In Yasuke Simulator, Yasuke isn’t just a “forgotten samurai,” he’s a token of destruction who tears through history in sportscars, blasting enemies with guns. Needless to say that Yasuke Simulator is a revisionist fever dream cranked to maximum absurdity.

This game, obviously a jest, likely whipped up by a lone developer looking to milk the controversy while having a laugh doesn’t try to mimic Assassin’s Creed. While Assassin’s Creed: Shadows falls completely flat in its attempt to sell itself as a deep historical dive, Yasuke Simulator revels in its own ridiculousness.

It’s a rough-around-the-edges, over-the-top parody that doesn’t bother with authenticity beyond a sarcastic smirk.

Unlike Ubisoft’s convoluted messaging, Yasuke Simulator flaunts its satire proudly. Set in 1579, it casts players as Yasuke, an African warrior aiding Oda Nobunaga’s mission to unify Japan. But forget historical fidelity, here, Yasuke wields everything from multiple swords to firearms, powered by “ancestral” abilities that let him shred foes with style.

Scattered across the map are secret gear stashes, doubling down on the game’s dedication to unhinged fun over realism.

The developers cheekily boast they’ve gone “above and beyond” for a “totally historically accurate” take on feudal Japan, though Yasuke roaring through the Sengoku era in a car with a gun in hand exposes that claim as pure mockery of which it still does a better job at being less insensitive than what Ubisoft have spent years manufacturing.

Both titles drop on March 20: Assassin’s Creed: Shadows hits Xbox Series X/S, PlayStation 5, and PC, while Yasuke Simulator lands on Steam for a mere $4.99, which is cheaper than a Ubisoft microtransaction.

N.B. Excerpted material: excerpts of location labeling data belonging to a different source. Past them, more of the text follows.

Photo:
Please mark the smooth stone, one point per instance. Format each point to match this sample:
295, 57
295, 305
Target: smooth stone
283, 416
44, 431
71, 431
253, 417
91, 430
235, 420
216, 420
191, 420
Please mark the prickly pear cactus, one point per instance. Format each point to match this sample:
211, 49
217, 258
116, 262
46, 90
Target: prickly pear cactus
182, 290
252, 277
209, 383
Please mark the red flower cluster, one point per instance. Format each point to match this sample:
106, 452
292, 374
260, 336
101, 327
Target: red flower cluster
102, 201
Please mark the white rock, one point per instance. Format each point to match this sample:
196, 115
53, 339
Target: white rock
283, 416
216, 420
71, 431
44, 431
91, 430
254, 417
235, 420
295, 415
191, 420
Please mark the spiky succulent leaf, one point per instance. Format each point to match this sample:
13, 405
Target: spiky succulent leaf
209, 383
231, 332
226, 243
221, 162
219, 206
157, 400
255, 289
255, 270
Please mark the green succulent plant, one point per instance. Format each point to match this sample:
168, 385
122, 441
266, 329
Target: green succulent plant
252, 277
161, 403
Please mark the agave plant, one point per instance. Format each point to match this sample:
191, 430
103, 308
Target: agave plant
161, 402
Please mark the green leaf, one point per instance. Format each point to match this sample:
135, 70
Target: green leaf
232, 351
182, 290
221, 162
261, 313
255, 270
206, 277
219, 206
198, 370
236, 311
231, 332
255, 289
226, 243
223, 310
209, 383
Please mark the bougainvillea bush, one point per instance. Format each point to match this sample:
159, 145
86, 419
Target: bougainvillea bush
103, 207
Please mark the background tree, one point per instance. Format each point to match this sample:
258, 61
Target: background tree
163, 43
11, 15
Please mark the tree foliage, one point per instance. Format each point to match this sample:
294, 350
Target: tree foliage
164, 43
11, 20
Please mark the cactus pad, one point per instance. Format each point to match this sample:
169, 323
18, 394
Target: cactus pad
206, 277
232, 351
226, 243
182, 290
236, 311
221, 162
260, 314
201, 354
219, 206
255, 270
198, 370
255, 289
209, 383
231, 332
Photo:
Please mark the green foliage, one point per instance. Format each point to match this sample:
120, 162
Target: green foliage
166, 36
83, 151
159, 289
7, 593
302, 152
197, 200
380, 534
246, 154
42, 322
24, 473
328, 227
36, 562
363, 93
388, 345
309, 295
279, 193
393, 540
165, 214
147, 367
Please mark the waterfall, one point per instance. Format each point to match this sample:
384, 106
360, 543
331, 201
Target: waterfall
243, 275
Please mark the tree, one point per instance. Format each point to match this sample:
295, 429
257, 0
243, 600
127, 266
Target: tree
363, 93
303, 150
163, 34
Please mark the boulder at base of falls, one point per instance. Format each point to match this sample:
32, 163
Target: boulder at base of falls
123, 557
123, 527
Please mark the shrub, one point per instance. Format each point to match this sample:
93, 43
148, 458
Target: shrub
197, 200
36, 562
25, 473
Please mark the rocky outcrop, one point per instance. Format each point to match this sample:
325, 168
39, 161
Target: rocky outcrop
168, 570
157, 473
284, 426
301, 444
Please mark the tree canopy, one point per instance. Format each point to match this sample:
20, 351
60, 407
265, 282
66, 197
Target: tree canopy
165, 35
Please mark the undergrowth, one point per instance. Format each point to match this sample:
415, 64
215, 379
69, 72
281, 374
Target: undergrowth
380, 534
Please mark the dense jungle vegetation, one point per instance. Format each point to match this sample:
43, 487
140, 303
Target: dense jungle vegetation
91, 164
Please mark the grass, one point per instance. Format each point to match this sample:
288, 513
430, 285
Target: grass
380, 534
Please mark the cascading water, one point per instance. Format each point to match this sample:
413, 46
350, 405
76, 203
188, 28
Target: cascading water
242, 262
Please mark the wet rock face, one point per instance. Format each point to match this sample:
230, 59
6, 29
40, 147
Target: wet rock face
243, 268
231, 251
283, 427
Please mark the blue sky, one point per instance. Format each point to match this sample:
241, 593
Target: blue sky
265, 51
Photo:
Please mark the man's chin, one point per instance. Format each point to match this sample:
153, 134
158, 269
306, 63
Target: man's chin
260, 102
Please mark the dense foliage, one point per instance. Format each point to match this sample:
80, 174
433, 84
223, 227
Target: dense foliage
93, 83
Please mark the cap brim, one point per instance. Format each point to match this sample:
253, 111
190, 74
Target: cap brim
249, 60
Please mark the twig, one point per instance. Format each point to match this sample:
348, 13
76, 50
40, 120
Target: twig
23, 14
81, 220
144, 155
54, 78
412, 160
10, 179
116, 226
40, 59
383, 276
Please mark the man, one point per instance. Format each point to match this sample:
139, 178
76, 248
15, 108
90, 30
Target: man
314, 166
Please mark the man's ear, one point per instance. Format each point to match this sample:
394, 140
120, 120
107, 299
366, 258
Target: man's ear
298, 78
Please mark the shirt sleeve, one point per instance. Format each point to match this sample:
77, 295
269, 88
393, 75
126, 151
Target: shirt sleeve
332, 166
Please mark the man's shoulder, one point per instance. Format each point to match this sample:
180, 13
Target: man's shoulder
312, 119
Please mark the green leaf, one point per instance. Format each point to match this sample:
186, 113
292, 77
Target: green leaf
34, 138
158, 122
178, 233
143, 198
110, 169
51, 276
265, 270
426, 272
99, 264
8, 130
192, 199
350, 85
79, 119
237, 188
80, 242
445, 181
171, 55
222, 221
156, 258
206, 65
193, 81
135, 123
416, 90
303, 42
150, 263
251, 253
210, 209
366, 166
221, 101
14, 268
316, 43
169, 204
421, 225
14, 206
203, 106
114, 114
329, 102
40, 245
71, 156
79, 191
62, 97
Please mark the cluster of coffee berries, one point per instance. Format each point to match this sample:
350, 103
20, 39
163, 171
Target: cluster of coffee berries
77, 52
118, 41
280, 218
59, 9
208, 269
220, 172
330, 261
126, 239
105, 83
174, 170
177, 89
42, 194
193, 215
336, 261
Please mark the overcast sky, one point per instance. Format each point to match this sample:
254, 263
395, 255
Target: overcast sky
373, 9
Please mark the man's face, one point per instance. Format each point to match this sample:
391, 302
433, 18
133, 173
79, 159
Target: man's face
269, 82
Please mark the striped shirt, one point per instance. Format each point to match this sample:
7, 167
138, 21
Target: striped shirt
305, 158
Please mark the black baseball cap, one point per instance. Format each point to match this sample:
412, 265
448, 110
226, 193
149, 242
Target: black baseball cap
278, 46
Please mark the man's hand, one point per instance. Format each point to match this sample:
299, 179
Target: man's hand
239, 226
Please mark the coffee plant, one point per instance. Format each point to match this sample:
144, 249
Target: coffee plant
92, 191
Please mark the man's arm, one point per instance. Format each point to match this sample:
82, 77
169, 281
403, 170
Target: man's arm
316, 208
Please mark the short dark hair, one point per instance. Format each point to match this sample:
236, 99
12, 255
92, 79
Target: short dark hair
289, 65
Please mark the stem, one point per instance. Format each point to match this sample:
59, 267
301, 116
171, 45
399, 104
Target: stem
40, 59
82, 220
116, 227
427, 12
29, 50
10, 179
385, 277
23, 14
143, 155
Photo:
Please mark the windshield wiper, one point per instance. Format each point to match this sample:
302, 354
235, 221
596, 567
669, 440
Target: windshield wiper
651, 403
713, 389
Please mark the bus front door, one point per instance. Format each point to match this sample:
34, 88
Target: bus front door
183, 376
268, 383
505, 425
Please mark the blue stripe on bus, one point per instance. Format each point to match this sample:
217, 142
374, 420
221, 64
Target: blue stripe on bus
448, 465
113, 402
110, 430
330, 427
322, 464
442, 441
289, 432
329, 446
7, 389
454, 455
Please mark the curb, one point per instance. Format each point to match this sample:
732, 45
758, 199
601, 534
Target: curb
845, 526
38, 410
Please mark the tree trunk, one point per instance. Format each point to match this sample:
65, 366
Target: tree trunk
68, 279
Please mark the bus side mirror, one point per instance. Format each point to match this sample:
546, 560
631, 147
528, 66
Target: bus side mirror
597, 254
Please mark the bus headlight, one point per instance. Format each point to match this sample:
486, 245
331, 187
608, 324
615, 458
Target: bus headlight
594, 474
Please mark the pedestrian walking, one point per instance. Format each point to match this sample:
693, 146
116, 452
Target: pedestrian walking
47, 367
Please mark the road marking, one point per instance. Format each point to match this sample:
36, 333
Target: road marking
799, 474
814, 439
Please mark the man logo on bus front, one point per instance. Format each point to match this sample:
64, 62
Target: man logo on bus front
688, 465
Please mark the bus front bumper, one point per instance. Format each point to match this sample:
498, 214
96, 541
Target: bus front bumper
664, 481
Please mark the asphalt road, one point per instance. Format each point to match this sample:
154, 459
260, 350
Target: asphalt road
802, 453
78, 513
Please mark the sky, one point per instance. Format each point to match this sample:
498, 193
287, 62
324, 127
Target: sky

Is it a clever satire or just a blatant cash grab? This indie parody is capitalizing on Ubisoft’s ongoing controversies to gain traction. Developed with AI-generated assets and seemingly put together by a single person in just a few months, it has already climbed to the 1,219th spot on Steam’s wishlist rankings.

The game resonates with gamers frustrated by Ubisoft’s persistent focus on ideological messaging and identity pandering. Meanwhile, the lone developer beyond Yasuke Simulator stands to make a significant profit, as Ubisoft, struggling with multiple delays on Shadows and widespread layoffs teeters on the brink of financial collapse.